Raymond scored the only goal in the shootout, and seldom-used Roberto Luongo stopped 26 shots through overtime to lead the Canucks past the Blue Jackets 2-1 on Tuesday night.
"I have looked at it and I guarantee you that if you ask them (the Canucks), they're going to say it was a good goal," Blue Jackets coach Todd Richards said. "To me, it looks a little questionable. It looks like he does take a step backward. It looks like the puck is moving backward."
Shooters in the tiebreaker must make a consistent, continual move to the net. The Blue Jackets didn't think Raymond did.
Raymond, shooting second for Vancouver, scored when he came to a quick stop, got goalie Sergei Bobrovsky on the ice, and then easily tapped a backhander into the net.
"We were all kind of pointing at it, asking (the officials) if they could go upstairs (to a video review)," Blue Jackets center Ryan Johansen said. "I'm surprised they didn't at least check. Why wouldn't you check?"
The Canucks had no doubt that the goal was good.
"I've had some success with that move," Raymond said. "I had my mind on it heading into overtime if we went there and I was getting the nod. I was going to do that move."
Vancouver coach Alain Vigneault was pleased that his team finally won after dropping four in a row (0-2-2).
"In the shootout, it's about getting a save or two from your goaltender and hoping that one of your guys can put it in," he said. "Mason did a real great move, and it was a nice win for us."
Luongo, playing in his second game in 16 days, stopped all three Blue Jackets in the shootout. He had played only once since surrendering eight goals in an 8-3 loss on Feb. 24. In that other appearance he gave up three goals on 24 shots in a 4-2 loss at Calgary on March 3.
But he was up to the task on Tuesday night, ending Columbus' five-game winning streak and depriving the Blue Jackets of tying the franchise mark for consecutive wins.
"They were on a pretty hot streak, playing really well," Luongo said. "And their goalie's been out of this world. Shootouts haven't always been kind to us but we found a way to get it done."
Asked to sum up Luongo's big effort, Vigneault said, "He was excellent."
Mark Letestu scored the only regulation goal for Columbus. Despite the loss, the Blue Jackets matched a franchise record by earning a point in an eighth consecutive game (5-0-3).
Bobrovsky, selected as the No. 1 star in the NHL last week, made his fifth straight start. He went 4-0 with a 0.77 goals-against average, .927 save percentage and his first career shutout a week ago.

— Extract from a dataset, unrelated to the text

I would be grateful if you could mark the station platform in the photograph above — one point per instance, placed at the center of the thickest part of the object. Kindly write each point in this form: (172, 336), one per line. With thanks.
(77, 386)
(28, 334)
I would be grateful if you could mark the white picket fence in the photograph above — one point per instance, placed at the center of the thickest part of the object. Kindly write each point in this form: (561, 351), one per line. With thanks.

He also earned a 2-1 overtime win over Vancouver last Thursday at home, stopping 34 shots. Bobrovsky has given up just five goals in six games.
Bobrovsky made 37 saves against the Canucks.
"Anytime you can add a point, it's good," said Letestu, who was stopped in the shootout by Luongo to seal Vancouver's win. "Especially the way the schedule is, and with the teams so tight in the standings, it's a small victory to get the point.
"If you can pick up points along the way, who knows? It might be the point that gets us in (the playoffs)."
With the score tied at 1, perhaps the best scoring chance for either team in the third period came early when Brassard's blast from the left dot clanged off the far post.
Then, in the closing seconds, R.J. Umberger ended up all alone against Luongo as he set up a wrist shot from the right dot.
"The puck just kind of squirted out to him," Luongo said. "I tried to come out and make myself as big as possible, and luckily it hit me in the shoulder."
It was the last game of a three-game road trip for the Canucks. ... Brassard was playing in his 300th NHL game. ... Vancouver D Kevin Bieksa missed his fifth game because of a groin injury. ... The Blue Jackets, who killed two penalties, have not allowed a 5-on-4, power-play goal since Feb. 18, a span of 11 games. ... Columbus fourth-line center Derek MacKenzie didn't play (upper body). ... The Blue Jackets also strung together points in eight straight games (4-0-2-2) from Jan. 15 to Feb. 6, 2009.